Blogs across the Smithsonian will give an inside look at the Institution’s archival collections and practices during a month long blogathon in celebration of October’s American Archives Month . See additional posts from our other participating blogs, as well as related events and resources, on the Smithsonian’s Archives Month website.
In 1934, Joseph Dunlap Mountain, a thirty-two year old former Army Air Service pilot, signed on with the California-Arabian Standard Oil Company (CASOC, now Saudi Aramco) to serve as a pilot, aerial photographer and mechanic on the company’s 1934-’35 survey expedition to the Kingdom of Saudi Arabia.

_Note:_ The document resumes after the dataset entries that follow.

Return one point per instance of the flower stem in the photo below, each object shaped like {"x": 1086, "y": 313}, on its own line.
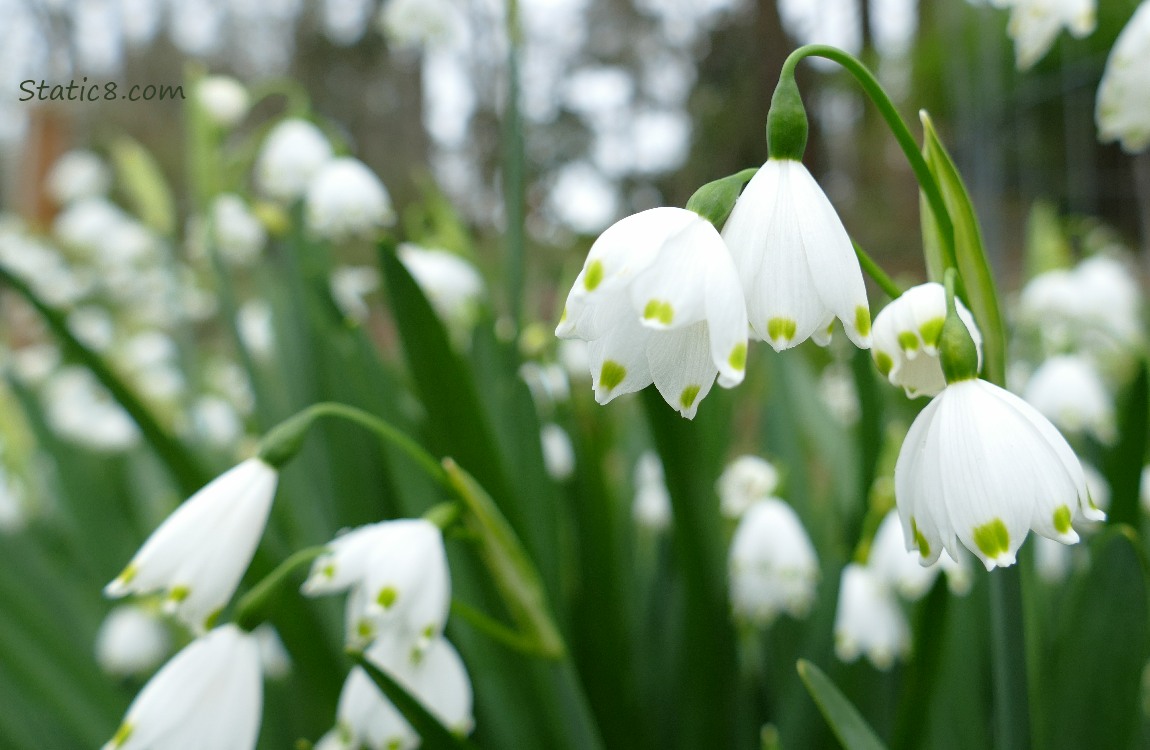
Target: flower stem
{"x": 281, "y": 444}
{"x": 252, "y": 610}
{"x": 898, "y": 128}
{"x": 513, "y": 169}
{"x": 875, "y": 272}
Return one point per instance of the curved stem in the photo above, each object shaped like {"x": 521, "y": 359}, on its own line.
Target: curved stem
{"x": 252, "y": 610}
{"x": 898, "y": 128}
{"x": 875, "y": 272}
{"x": 283, "y": 441}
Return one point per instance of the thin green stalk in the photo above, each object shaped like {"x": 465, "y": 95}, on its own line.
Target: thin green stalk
{"x": 875, "y": 272}
{"x": 898, "y": 128}
{"x": 176, "y": 457}
{"x": 513, "y": 171}
{"x": 284, "y": 439}
{"x": 253, "y": 609}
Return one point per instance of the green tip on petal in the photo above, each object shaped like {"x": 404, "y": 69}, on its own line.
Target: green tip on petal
{"x": 612, "y": 374}
{"x": 737, "y": 359}
{"x": 883, "y": 361}
{"x": 593, "y": 276}
{"x": 781, "y": 329}
{"x": 1063, "y": 519}
{"x": 386, "y": 597}
{"x": 122, "y": 734}
{"x": 659, "y": 311}
{"x": 993, "y": 538}
{"x": 863, "y": 320}
{"x": 932, "y": 330}
{"x": 920, "y": 541}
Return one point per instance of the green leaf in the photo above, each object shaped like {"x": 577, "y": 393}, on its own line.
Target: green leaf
{"x": 978, "y": 290}
{"x": 144, "y": 185}
{"x": 1094, "y": 683}
{"x": 434, "y": 735}
{"x": 844, "y": 719}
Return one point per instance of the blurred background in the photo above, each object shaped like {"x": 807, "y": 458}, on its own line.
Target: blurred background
{"x": 627, "y": 104}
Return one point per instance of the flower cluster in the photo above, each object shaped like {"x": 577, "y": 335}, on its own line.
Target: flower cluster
{"x": 665, "y": 298}
{"x": 399, "y": 592}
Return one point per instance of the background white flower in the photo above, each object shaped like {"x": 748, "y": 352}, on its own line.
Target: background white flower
{"x": 1122, "y": 108}
{"x": 906, "y": 335}
{"x": 982, "y": 467}
{"x": 772, "y": 564}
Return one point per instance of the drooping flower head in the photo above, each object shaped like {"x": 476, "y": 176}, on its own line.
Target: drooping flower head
{"x": 345, "y": 199}
{"x": 291, "y": 155}
{"x": 398, "y": 576}
{"x": 772, "y": 565}
{"x": 659, "y": 300}
{"x": 209, "y": 695}
{"x": 1034, "y": 25}
{"x": 199, "y": 553}
{"x": 868, "y": 619}
{"x": 906, "y": 335}
{"x": 1122, "y": 109}
{"x": 745, "y": 480}
{"x": 436, "y": 676}
{"x": 795, "y": 260}
{"x": 981, "y": 466}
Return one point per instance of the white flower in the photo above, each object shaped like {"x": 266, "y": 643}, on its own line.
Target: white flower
{"x": 906, "y": 338}
{"x": 838, "y": 393}
{"x": 275, "y": 662}
{"x": 209, "y": 695}
{"x": 869, "y": 620}
{"x": 772, "y": 564}
{"x": 1099, "y": 296}
{"x": 398, "y": 575}
{"x": 238, "y": 234}
{"x": 659, "y": 300}
{"x": 223, "y": 99}
{"x": 899, "y": 568}
{"x": 745, "y": 480}
{"x": 1068, "y": 391}
{"x": 199, "y": 553}
{"x": 81, "y": 410}
{"x": 257, "y": 328}
{"x": 795, "y": 259}
{"x": 436, "y": 676}
{"x": 349, "y": 285}
{"x": 1034, "y": 24}
{"x": 215, "y": 421}
{"x": 651, "y": 506}
{"x": 291, "y": 155}
{"x": 558, "y": 454}
{"x": 131, "y": 641}
{"x": 1144, "y": 489}
{"x": 421, "y": 22}
{"x": 1122, "y": 109}
{"x": 345, "y": 199}
{"x": 452, "y": 285}
{"x": 76, "y": 175}
{"x": 982, "y": 465}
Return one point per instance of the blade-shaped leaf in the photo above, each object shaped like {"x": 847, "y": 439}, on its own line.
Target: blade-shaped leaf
{"x": 970, "y": 253}
{"x": 844, "y": 719}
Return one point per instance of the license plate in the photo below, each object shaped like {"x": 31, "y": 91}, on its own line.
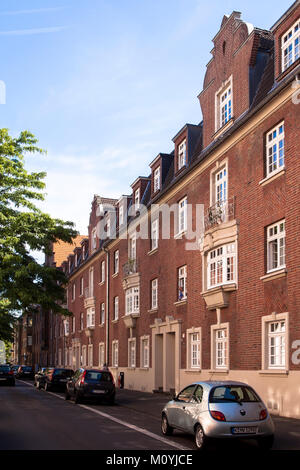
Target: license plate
{"x": 244, "y": 430}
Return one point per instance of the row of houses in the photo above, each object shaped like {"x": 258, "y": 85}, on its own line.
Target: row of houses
{"x": 195, "y": 273}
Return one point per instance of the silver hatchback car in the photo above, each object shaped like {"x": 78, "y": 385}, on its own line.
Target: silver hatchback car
{"x": 219, "y": 410}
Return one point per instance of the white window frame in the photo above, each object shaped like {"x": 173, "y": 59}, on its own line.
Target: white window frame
{"x": 290, "y": 46}
{"x": 145, "y": 352}
{"x": 156, "y": 179}
{"x": 182, "y": 215}
{"x": 115, "y": 353}
{"x": 182, "y": 283}
{"x": 154, "y": 294}
{"x": 275, "y": 139}
{"x": 132, "y": 353}
{"x": 116, "y": 261}
{"x": 116, "y": 307}
{"x": 132, "y": 300}
{"x": 102, "y": 313}
{"x": 276, "y": 246}
{"x": 280, "y": 340}
{"x": 101, "y": 354}
{"x": 181, "y": 154}
{"x": 154, "y": 233}
{"x": 222, "y": 265}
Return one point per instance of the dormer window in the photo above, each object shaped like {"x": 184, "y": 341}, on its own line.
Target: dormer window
{"x": 224, "y": 108}
{"x": 156, "y": 180}
{"x": 182, "y": 154}
{"x": 290, "y": 46}
{"x": 137, "y": 198}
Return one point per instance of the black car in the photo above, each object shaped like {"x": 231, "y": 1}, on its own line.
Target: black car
{"x": 6, "y": 375}
{"x": 55, "y": 378}
{"x": 38, "y": 378}
{"x": 97, "y": 385}
{"x": 25, "y": 372}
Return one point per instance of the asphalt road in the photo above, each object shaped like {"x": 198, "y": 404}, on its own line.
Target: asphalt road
{"x": 32, "y": 419}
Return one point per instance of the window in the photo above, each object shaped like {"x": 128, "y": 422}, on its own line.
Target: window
{"x": 102, "y": 274}
{"x": 101, "y": 355}
{"x": 115, "y": 353}
{"x": 276, "y": 246}
{"x": 182, "y": 154}
{"x": 137, "y": 198}
{"x": 154, "y": 234}
{"x": 83, "y": 356}
{"x": 182, "y": 215}
{"x": 116, "y": 262}
{"x": 221, "y": 266}
{"x": 156, "y": 180}
{"x": 275, "y": 149}
{"x": 290, "y": 46}
{"x": 276, "y": 345}
{"x": 131, "y": 352}
{"x": 221, "y": 348}
{"x": 154, "y": 294}
{"x": 195, "y": 350}
{"x": 102, "y": 314}
{"x": 182, "y": 278}
{"x": 116, "y": 308}
{"x": 145, "y": 351}
{"x": 94, "y": 239}
{"x": 132, "y": 300}
{"x": 90, "y": 355}
{"x": 224, "y": 104}
{"x": 132, "y": 247}
{"x": 90, "y": 317}
{"x": 121, "y": 215}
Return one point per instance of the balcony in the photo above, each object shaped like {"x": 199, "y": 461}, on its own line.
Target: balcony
{"x": 221, "y": 212}
{"x": 89, "y": 299}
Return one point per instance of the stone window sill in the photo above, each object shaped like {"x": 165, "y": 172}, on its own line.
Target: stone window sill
{"x": 274, "y": 275}
{"x": 272, "y": 177}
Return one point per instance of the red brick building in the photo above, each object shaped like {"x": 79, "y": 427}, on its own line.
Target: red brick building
{"x": 228, "y": 307}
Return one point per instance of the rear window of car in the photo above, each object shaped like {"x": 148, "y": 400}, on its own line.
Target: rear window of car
{"x": 230, "y": 393}
{"x": 95, "y": 376}
{"x": 63, "y": 372}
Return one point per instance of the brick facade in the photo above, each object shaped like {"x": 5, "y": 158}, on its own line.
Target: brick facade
{"x": 242, "y": 308}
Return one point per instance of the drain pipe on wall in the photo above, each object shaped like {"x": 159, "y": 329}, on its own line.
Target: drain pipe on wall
{"x": 107, "y": 308}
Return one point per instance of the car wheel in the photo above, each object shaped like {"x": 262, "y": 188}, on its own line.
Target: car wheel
{"x": 265, "y": 443}
{"x": 200, "y": 438}
{"x": 165, "y": 428}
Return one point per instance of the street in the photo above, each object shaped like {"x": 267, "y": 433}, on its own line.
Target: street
{"x": 32, "y": 419}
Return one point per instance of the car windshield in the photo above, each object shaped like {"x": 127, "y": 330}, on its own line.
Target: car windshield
{"x": 96, "y": 376}
{"x": 236, "y": 393}
{"x": 63, "y": 372}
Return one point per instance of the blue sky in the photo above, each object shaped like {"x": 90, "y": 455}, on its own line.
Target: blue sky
{"x": 106, "y": 84}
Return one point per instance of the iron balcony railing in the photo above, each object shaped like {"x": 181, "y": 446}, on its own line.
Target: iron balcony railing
{"x": 221, "y": 212}
{"x": 130, "y": 267}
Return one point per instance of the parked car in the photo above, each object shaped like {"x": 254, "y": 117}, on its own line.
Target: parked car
{"x": 55, "y": 378}
{"x": 6, "y": 375}
{"x": 39, "y": 377}
{"x": 219, "y": 410}
{"x": 25, "y": 372}
{"x": 97, "y": 385}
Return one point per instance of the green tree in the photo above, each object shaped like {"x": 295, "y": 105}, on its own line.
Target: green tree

The expedition was, of course, looking for oil. In addition to the aerial photographs he took from the expedition’s Fairchild 71 monoplane, Mountain also snapped hundreds of other photographs, making a fascinating document of the desert kingdom at the very edge of the tremendous changes that the petroleum era brought to the Gulf. The images are a fascinating record of traditional Saudi Arabian life, crafts and architecture. Mountain photographed portraits of dancers at Eid al-Fitr celebrations, market scenes in Hofuf and the Old Town of Al Jubayl, camel caravans, Saudi hunters with their hawks, and pearl fishermen and their dhows. Mountain also extensively photographed members of the CASOC expedition – Art Brown, Hugh Burchiel, J. W. (Soak) Hoover, Russell Gerow, Dick Kerr, Schuyler (Krug) Henry and Max Steineke – at work and relaxing with their Saudi co-workers and acquaintances.
Later, Joseph Mountain flew as a pilot for Trans World Airlines. During World War II, he returned to active duty with the U.S. Army Air Corps. He was awarded the Bronze Star while serving in the China-Burma-India Theater and supervising supply missions over “The Hump” – the dangerous air route over the Himalaya Range. After the war, Mountain worked in the nascent computer industry and founded a computer manufacturing company and a data processing firm. Joseph Mountain died on November 25, 1970 at the age of 68, and his family donated his photographs, diaries and flight log books, reports, and maps to the National Air and Space Museum. His Saudi photographs can be viewed online – portraits of an exotic, but not so distant past.